Abstract

Air pollution is one of the most pressing environmental challenges of the modern era, significantly impacting public health, ecosystems, and economic stability. Pollutants such as PM2.5, PM10, and NO₂—largely driven by urbanization, industrialization, and vehicular emissions—have exacerbated global health issues, including respiratory illnesses, cardiovascular diseases, and premature mortality. According to the World Health Organization, air pollution contributes to over 7 million deaths annually, with economic losses amounting to billions of dollars. Beyond its health and financial toll, air pollution worsens climate change, underscoring the urgent need for accurate air quality index (AQI) prediction to enable timely interventions and evidence-based policymaking. Traditional statistical models like ARIMA and linear regression have long been used for air quality forecasting. However, their inability to capture non-linear relationships, temporal patterns, and meteorological influences limits their effectiveness. Recent advancements in machine learning and deep learning techniques have revolutionized air quality prediction. Models such as Random Forest and Gradient Boosting are adept at handling complex data relationships and hybrid approaches like CNN-LSTM and ARIMA-LSTM offer superior capabilities in modeling spatial and temporal dependencies.
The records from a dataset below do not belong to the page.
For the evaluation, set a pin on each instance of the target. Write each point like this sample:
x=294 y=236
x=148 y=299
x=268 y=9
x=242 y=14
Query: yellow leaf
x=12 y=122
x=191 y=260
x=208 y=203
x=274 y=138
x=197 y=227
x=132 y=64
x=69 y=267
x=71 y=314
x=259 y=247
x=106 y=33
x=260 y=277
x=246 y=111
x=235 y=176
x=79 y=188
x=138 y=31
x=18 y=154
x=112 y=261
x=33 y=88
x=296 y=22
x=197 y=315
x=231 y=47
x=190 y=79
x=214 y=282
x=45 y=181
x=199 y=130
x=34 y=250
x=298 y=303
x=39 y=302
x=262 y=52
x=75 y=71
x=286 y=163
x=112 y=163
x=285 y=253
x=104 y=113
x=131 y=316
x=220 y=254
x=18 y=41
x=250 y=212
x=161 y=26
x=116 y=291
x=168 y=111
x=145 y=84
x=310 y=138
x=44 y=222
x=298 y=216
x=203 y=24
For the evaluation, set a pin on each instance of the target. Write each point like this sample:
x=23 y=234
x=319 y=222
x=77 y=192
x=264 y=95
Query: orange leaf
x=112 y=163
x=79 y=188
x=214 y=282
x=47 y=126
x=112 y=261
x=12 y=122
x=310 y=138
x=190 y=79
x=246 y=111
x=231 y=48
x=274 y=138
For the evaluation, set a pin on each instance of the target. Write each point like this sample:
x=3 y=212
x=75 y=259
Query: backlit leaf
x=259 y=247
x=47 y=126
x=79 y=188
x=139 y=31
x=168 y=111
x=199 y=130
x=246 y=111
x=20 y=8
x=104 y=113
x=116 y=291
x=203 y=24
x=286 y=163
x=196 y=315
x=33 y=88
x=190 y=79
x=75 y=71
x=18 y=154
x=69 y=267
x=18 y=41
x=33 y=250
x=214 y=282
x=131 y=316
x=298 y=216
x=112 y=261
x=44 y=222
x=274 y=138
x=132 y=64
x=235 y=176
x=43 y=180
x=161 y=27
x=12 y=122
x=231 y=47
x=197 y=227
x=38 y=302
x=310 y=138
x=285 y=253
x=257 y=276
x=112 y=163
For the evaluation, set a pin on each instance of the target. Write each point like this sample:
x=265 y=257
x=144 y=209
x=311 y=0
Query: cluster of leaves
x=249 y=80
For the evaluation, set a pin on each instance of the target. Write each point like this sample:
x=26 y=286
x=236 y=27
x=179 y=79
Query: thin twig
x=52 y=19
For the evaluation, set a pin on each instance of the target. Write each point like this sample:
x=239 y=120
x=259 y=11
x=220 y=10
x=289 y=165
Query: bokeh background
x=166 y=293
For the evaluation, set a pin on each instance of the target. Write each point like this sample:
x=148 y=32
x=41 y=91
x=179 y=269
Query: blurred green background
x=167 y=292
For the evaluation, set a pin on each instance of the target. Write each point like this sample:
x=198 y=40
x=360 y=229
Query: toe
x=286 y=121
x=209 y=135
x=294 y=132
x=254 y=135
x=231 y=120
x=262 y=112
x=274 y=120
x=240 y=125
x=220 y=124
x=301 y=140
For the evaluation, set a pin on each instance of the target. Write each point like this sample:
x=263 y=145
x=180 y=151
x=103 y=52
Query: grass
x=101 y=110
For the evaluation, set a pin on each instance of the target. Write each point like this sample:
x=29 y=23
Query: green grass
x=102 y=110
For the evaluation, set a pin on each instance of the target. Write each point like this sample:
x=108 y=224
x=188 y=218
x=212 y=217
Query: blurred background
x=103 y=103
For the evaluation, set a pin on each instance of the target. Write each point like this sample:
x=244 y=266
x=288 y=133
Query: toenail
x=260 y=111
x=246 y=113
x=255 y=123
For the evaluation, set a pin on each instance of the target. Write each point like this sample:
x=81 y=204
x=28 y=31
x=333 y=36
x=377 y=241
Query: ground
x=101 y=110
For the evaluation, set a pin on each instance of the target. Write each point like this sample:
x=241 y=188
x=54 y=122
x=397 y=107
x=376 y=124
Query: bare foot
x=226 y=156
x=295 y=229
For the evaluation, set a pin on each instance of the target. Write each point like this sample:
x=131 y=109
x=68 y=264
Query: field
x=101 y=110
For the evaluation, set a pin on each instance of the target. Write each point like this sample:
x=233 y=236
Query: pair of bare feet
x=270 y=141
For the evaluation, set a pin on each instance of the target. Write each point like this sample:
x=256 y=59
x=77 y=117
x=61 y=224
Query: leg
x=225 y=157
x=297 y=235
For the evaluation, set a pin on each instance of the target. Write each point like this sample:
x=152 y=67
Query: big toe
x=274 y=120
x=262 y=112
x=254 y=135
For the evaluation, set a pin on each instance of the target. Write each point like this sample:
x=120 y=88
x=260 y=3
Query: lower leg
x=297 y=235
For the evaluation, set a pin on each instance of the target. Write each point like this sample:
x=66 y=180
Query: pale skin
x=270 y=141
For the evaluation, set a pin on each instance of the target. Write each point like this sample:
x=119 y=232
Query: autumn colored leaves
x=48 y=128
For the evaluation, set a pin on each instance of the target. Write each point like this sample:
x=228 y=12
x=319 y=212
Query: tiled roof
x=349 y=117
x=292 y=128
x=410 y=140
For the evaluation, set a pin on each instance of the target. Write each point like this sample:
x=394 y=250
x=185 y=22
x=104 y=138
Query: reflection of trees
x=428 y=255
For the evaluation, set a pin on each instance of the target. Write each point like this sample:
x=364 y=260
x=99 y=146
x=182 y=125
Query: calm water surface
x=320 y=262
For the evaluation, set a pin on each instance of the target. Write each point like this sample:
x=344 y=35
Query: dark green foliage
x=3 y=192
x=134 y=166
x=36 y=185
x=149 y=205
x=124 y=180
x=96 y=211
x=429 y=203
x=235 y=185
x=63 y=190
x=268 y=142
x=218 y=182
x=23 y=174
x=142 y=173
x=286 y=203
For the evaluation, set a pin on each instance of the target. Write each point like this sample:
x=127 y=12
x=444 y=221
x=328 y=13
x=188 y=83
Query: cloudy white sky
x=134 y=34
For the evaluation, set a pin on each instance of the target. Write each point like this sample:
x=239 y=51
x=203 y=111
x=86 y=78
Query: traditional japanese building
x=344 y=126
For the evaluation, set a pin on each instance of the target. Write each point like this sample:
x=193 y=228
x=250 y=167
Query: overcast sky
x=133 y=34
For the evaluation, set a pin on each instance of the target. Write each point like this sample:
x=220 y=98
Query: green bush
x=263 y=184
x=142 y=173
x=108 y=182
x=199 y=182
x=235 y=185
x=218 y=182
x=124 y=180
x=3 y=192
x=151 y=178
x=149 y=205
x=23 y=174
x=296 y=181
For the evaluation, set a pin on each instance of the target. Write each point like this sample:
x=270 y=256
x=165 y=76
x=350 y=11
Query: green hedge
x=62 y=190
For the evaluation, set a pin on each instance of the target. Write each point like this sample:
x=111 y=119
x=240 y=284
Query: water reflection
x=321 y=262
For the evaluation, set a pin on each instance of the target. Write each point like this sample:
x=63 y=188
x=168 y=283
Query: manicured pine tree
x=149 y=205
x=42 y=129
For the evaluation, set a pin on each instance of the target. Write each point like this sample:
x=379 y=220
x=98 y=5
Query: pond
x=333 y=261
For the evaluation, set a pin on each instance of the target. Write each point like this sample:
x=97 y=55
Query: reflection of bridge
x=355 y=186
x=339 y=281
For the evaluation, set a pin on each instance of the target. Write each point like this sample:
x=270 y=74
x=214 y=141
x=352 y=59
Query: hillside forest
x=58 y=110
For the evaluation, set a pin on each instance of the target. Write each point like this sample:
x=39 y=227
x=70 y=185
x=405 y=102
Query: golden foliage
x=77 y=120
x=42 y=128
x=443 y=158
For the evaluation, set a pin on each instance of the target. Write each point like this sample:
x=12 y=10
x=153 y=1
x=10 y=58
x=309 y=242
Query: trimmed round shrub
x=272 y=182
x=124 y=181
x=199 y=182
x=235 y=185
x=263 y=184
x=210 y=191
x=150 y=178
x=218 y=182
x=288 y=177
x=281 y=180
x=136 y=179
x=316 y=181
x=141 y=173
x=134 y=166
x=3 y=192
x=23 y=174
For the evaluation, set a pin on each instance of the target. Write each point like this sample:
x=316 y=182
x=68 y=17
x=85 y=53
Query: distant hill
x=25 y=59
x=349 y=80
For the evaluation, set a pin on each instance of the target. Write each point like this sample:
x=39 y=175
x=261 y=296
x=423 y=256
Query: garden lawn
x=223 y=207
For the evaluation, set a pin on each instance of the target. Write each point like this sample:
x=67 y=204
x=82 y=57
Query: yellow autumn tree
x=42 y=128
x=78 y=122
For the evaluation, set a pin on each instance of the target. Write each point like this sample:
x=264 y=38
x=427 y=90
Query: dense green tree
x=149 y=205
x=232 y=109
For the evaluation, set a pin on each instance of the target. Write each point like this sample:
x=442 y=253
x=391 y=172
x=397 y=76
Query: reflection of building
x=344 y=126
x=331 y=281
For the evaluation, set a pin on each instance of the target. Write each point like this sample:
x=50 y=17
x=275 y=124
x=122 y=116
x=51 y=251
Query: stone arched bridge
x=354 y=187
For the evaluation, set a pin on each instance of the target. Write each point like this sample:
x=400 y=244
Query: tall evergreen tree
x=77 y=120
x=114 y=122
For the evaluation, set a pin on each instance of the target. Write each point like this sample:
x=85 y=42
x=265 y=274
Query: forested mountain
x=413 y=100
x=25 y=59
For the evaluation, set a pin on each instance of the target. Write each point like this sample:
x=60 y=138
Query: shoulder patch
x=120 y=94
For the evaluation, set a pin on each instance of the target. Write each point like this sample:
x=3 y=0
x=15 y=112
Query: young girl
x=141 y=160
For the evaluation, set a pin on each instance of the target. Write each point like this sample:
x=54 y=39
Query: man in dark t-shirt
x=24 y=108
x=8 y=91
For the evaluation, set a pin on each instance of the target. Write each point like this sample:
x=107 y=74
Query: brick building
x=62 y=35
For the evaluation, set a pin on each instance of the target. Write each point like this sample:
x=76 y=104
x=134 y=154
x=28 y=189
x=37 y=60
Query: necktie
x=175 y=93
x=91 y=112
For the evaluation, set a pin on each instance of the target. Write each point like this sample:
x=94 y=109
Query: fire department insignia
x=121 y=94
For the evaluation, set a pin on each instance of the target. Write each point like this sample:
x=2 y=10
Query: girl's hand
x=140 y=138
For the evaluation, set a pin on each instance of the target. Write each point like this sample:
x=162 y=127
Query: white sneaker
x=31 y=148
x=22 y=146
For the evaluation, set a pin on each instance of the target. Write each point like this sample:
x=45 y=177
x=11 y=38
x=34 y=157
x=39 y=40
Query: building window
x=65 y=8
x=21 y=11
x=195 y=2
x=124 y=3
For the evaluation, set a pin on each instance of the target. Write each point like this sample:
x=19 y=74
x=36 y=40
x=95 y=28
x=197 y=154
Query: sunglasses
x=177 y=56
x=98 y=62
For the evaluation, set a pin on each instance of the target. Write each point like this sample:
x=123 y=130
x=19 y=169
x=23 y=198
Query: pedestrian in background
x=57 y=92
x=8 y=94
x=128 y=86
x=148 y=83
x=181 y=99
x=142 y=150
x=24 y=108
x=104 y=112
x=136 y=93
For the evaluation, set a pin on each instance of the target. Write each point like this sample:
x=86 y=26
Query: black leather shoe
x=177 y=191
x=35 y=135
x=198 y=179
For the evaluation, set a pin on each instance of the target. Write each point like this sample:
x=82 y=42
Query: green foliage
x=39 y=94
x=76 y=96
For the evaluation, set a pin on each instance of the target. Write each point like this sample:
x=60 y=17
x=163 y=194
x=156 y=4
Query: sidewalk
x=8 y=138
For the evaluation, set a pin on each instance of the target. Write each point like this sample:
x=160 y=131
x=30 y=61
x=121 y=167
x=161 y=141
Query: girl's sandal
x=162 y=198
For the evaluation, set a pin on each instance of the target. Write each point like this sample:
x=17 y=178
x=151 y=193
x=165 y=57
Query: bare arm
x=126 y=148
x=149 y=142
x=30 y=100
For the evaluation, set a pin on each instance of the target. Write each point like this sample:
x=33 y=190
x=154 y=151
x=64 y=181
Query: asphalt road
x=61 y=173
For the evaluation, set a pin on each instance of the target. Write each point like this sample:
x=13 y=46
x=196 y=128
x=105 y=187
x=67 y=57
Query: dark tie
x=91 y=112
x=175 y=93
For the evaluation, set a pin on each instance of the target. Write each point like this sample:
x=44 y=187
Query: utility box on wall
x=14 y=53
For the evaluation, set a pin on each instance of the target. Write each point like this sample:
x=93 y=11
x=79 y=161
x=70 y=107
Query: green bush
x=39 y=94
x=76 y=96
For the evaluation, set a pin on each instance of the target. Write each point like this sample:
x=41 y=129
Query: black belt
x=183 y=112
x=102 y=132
These approaches, when combined with real-time meteorological and geospatial data, have significantly improved the accuracy and reliability of air quality predictions. This study aims to develop a robust and adaptive AQI prediction framework using the OpenAQ dataset, a comprehensive repository of real-time air quality data from diverse global locations. The research will focus on preprocessing, exploratory data analysis (EDA), and the application of advanced modeling techniques to address existing limitations. By integrating variables such as temperature, humidity, and wind speed, the models will enhance prediction accuracy and regional adaptability. Metrics including RMSE, MAE, and R² will be used to evaluate model performance. The outcomes of this research are expected to provide actionable insights for policymakers, urban planners, and environmental agencies, fostering proactive pollution mitigation strategies.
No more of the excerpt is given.